Oh I see! To make sure I understand what you're saying: given a fully
random distribution of scdate across the table, searching the whole
table for the first instance of scdate=(20160219|20160220|20160221)
will be fastest, because using the scdate index could end up doing
lots of random-accesses across the whole table to get sc_id values,
whereas assuming a random distribution of scdate values I would only
expect to have to scan (sequentially) 3% of the table before I find
one of the scdate values that match, yes?
> Right now (9.5 and earlier versions) I do not know of any options that would
> not require fixing your queries.
Well I can cope with using (sc_id,scdate) index (which I guess wins
purely by being index-only and smaller than the table), but it makes
me unhappy.
I think I realised why the planner won't use (scdate,sc_id): the
multicolumn index page
(http://www.postgresql.org/docs/current/static/indexes-multicolumn.html)
suggests that:
The exact rule is that equality constraints on leading columns,
plus any inequality constraints on the first column that does not
have an equality constraint, will be used to limit the portion of
the index that is scanned.
So since the first column is an inequality constraint, PG won't use
the second column from index(scdate,sc_id) to retrieve the MIN()

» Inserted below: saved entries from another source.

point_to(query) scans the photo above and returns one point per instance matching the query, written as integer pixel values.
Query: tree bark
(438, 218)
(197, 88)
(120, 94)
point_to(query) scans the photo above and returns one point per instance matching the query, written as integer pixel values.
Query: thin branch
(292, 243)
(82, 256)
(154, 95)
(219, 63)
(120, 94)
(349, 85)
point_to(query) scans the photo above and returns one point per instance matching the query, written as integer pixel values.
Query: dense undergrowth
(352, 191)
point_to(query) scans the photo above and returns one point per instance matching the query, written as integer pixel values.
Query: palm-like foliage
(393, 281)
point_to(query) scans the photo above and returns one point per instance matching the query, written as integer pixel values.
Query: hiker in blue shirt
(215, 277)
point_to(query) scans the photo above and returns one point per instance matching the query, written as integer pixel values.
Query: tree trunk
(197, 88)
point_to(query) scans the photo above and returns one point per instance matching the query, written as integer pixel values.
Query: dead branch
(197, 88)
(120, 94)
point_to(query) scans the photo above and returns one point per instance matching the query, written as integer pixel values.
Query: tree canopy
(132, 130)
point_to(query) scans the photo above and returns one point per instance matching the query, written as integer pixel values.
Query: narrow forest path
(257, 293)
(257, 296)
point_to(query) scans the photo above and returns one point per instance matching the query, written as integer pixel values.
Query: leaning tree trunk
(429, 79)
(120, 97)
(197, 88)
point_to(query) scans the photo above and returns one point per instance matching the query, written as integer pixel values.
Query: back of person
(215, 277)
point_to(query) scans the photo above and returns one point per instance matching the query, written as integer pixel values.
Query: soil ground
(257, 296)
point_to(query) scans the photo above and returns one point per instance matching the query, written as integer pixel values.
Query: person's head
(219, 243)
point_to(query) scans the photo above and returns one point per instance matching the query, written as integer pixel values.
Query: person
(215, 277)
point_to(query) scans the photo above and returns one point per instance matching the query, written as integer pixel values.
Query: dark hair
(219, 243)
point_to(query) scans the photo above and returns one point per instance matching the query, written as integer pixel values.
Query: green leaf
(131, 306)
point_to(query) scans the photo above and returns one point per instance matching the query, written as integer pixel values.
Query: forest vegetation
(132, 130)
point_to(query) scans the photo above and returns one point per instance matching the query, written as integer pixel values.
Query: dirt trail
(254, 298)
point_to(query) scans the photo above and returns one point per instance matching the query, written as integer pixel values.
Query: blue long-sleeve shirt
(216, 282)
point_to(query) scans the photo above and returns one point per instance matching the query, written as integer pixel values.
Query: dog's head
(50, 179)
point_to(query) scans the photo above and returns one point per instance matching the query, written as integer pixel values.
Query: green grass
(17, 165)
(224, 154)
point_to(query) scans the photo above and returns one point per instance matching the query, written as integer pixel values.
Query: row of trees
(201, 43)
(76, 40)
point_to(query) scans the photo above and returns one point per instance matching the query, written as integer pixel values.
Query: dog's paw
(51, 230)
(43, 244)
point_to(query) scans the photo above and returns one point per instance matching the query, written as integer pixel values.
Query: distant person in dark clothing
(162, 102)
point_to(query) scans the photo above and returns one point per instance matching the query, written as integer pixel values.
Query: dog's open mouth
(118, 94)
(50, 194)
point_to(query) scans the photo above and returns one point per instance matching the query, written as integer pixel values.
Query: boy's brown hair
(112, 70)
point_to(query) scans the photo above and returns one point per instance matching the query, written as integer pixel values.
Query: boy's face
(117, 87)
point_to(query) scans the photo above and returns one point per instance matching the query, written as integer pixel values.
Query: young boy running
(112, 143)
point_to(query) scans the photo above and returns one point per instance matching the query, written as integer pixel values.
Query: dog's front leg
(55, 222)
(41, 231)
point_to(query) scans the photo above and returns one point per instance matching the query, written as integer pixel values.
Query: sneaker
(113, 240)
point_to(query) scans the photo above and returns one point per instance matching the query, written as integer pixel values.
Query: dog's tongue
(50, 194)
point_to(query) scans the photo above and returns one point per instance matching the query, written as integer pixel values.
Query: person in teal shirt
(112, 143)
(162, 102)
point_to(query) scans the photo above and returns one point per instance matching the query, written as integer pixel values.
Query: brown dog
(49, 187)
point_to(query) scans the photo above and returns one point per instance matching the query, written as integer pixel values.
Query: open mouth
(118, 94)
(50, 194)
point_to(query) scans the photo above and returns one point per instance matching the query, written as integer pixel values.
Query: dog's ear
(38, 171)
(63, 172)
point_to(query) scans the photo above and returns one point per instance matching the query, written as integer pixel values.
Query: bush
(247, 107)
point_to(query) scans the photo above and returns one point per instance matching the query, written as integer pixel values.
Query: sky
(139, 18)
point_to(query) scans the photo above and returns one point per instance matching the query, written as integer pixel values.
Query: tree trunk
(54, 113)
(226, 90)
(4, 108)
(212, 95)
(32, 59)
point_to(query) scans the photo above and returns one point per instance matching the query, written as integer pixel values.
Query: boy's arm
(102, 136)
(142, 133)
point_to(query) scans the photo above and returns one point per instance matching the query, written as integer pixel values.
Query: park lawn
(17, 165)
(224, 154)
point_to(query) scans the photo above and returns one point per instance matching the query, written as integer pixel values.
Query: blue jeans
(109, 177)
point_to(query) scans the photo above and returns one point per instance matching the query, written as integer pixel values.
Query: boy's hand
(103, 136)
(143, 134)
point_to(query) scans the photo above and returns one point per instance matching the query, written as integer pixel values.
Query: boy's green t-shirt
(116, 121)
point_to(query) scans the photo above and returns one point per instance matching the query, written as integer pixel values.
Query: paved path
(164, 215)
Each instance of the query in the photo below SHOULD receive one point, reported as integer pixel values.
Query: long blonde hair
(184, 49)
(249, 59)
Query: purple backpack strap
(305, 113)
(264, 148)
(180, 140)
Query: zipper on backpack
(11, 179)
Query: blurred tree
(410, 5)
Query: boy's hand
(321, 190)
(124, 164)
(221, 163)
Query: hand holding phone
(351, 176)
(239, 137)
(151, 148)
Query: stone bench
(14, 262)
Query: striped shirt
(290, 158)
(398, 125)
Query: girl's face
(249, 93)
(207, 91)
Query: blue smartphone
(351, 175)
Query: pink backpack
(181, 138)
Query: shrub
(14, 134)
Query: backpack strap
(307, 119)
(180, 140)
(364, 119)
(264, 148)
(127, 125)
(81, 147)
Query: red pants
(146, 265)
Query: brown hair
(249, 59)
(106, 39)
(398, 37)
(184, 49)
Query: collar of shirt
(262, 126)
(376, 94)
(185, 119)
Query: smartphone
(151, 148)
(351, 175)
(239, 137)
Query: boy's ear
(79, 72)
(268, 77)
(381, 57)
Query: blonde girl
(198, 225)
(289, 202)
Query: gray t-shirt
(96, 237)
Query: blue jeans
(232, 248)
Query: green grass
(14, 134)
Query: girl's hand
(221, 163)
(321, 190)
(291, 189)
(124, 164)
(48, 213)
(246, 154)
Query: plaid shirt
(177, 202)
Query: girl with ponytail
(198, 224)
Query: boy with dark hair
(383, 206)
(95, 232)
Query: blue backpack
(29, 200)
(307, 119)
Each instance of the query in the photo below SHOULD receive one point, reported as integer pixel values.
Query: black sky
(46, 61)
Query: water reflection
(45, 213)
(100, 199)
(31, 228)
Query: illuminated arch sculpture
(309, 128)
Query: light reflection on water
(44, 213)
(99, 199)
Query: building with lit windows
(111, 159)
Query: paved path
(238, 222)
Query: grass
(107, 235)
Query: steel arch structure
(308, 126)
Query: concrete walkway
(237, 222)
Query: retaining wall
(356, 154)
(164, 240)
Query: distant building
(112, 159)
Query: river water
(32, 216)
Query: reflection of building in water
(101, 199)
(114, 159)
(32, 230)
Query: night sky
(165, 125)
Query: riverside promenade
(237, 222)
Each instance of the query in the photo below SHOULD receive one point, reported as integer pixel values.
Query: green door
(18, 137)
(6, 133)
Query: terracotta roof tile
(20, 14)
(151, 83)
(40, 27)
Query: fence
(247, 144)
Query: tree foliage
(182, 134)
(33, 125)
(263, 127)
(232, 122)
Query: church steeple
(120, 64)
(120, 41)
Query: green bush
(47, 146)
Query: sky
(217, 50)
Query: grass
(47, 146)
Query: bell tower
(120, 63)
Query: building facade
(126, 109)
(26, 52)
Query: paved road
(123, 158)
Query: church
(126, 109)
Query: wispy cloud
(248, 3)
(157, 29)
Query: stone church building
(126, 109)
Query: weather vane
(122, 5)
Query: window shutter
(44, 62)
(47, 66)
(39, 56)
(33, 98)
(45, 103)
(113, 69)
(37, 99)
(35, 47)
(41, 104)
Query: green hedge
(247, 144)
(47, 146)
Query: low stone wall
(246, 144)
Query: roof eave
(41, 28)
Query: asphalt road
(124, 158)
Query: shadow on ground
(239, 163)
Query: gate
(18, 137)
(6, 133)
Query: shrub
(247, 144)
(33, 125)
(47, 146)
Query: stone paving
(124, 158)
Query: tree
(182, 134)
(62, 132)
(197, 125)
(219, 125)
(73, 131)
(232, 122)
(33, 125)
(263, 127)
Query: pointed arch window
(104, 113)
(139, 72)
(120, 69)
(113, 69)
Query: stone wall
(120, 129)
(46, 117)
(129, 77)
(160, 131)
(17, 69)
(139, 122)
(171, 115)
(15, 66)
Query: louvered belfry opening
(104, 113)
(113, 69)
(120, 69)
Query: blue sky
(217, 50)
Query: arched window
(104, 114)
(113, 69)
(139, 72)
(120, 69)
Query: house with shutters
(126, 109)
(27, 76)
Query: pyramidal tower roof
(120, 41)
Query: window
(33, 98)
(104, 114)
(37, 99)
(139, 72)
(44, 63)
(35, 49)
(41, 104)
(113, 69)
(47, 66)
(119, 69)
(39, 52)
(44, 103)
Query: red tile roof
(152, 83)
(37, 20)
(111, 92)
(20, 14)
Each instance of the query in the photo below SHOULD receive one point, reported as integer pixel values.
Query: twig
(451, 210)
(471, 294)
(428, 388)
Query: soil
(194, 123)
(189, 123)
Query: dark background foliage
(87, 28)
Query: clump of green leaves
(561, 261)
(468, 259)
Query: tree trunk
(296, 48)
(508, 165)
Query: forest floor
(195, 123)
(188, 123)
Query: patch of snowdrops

value. This explains why it happily uses the index for the
LEAST(MIN(),MIN(),MIN()) version (since each one is an equality
condition); it seems like that rule is just too restrictive, because a
range constraint on the first key, when used in conjunction with an
index-only scan, is almost always going to win, even if the second
constraint matches all of the rows and even if the range constraint
returns all the values in the table (unless the index is larger than
the table itself, I suppose).
I might suggest that perhaps the rule should be relaxed so that an
inequality constraint does not stop the subsequent columns being used
in an index-only scan.
That assumes that I've not completely misunderstood, of course :)
Geoff